Market Basket Model
This is a basic technique for data-mining.
Market-Basket Data
Data can be described by:
- A set of items $I$.
- A set of baskets $B$:
- Each basket $b\in B$ is a subset of $I$.
For example:
Purchase ID | Items Bought |
---|---|
101 | milk, bread, cookies, juice |
792 | milk, juice |
1130 | milk, bread, eggs |
1735 | bread, cookies, coffee |
In this table:
- $I=$ all unique items that were bought.
- {bread, coffee, eggs, juice, milk}
- $B=$ the set of baskets represented by each purchase ID.
- {$b_1,b_2,b_3,b_4$}
Frequent-Itemset Mining
Consider for the previous table we are asked:
Which items occur frequently together in a basket?

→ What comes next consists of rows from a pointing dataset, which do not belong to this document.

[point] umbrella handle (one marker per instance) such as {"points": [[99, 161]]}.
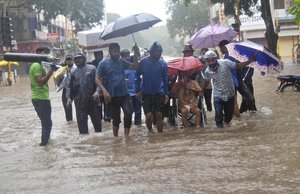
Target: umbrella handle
{"points": [[133, 38]]}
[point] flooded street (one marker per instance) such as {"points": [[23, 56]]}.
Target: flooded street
{"points": [[257, 154]]}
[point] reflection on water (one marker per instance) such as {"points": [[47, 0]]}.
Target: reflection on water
{"points": [[257, 154]]}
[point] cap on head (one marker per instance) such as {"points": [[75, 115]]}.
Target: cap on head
{"points": [[124, 52], [69, 56], [203, 50], [210, 55], [223, 43], [155, 47], [78, 55], [188, 48], [114, 46]]}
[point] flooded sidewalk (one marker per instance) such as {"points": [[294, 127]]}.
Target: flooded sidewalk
{"points": [[257, 154]]}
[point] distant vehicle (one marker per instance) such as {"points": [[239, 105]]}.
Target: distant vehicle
{"points": [[288, 83]]}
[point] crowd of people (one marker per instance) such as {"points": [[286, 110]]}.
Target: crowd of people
{"points": [[132, 82]]}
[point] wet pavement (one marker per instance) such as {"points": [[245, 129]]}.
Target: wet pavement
{"points": [[256, 154]]}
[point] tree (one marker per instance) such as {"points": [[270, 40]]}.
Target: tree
{"points": [[84, 13], [270, 34], [234, 8], [186, 20], [295, 11]]}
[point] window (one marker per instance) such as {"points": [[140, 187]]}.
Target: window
{"points": [[279, 4]]}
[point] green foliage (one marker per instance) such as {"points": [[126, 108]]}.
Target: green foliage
{"points": [[85, 13], [71, 46], [146, 38], [186, 20], [295, 11], [231, 5]]}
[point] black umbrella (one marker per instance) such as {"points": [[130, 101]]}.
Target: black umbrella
{"points": [[129, 25]]}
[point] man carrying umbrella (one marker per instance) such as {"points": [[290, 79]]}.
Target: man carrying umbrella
{"points": [[40, 94], [187, 91], [241, 87], [111, 80], [223, 88], [154, 71], [82, 88]]}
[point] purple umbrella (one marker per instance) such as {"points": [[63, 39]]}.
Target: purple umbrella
{"points": [[243, 51], [129, 25], [210, 36]]}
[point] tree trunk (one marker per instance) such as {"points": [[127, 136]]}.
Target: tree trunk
{"points": [[270, 34]]}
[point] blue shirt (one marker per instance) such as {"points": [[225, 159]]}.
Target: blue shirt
{"points": [[155, 76], [130, 76], [113, 76], [223, 86]]}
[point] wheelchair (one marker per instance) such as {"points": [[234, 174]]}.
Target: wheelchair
{"points": [[174, 116]]}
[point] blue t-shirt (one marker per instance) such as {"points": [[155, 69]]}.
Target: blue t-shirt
{"points": [[130, 76], [155, 76], [113, 76]]}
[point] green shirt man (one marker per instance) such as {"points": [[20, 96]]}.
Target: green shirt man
{"points": [[39, 92]]}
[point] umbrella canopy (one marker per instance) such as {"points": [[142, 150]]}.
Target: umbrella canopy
{"points": [[5, 63], [129, 25], [265, 60], [210, 36], [189, 64]]}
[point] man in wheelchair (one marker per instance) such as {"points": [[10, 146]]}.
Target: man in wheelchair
{"points": [[187, 91]]}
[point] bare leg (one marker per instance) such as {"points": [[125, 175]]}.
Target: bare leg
{"points": [[197, 113], [126, 132], [116, 131], [149, 119], [159, 121], [236, 111], [184, 115]]}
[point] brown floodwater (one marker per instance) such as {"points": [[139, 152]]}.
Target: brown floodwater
{"points": [[256, 154]]}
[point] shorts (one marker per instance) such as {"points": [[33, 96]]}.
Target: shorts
{"points": [[155, 102]]}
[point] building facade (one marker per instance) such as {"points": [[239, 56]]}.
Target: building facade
{"points": [[253, 28]]}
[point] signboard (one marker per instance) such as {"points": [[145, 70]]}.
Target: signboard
{"points": [[54, 37], [41, 35]]}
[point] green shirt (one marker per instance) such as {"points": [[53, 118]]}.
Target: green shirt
{"points": [[38, 92]]}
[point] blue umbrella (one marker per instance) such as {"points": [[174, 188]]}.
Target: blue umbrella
{"points": [[129, 25], [265, 60]]}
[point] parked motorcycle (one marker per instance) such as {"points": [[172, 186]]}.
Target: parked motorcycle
{"points": [[288, 83]]}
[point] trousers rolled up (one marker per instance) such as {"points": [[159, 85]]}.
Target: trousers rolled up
{"points": [[247, 96], [68, 109], [115, 106], [43, 110], [83, 109], [223, 110]]}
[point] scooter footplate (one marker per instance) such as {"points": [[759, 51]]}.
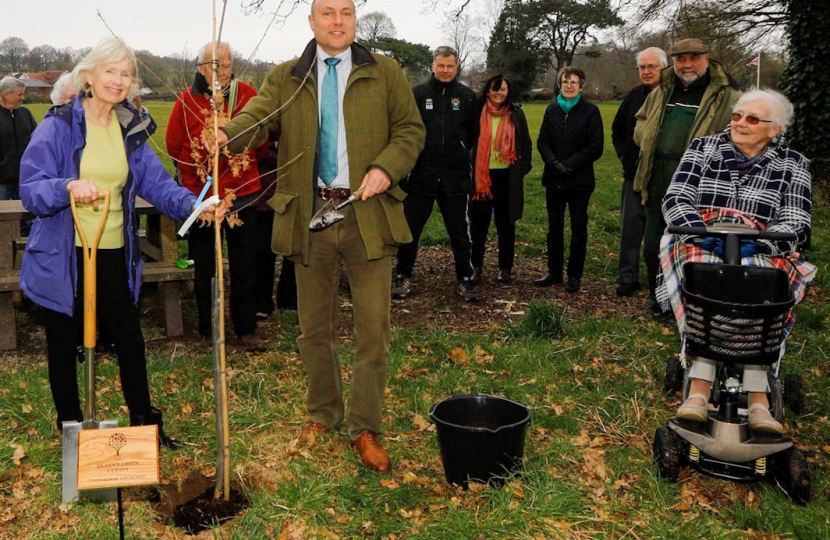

Given a set of items $I$ and a set of baskets $B$:
- The support of a subset $J$ of $I=$ frequency with which the items in $J$ occur together in a basket in $B$.
Therefore to calculate the support of a set of items $J$ we can use:
\[\frac{\text{number of baskets in }B\text{ containing all items in }J}{\text{number of baskets in }B}\]The support of {milk, juice} $=\frac 2 4=0.5$ as the set is contained in two out of the four baskets.
There are additional examples of calculating support at the end of the lecture.
Frequent Itemsets
A subset $J$ of $I$ is frequent if its support is at least $s$:
- $s$ - Support threshold specified by the user.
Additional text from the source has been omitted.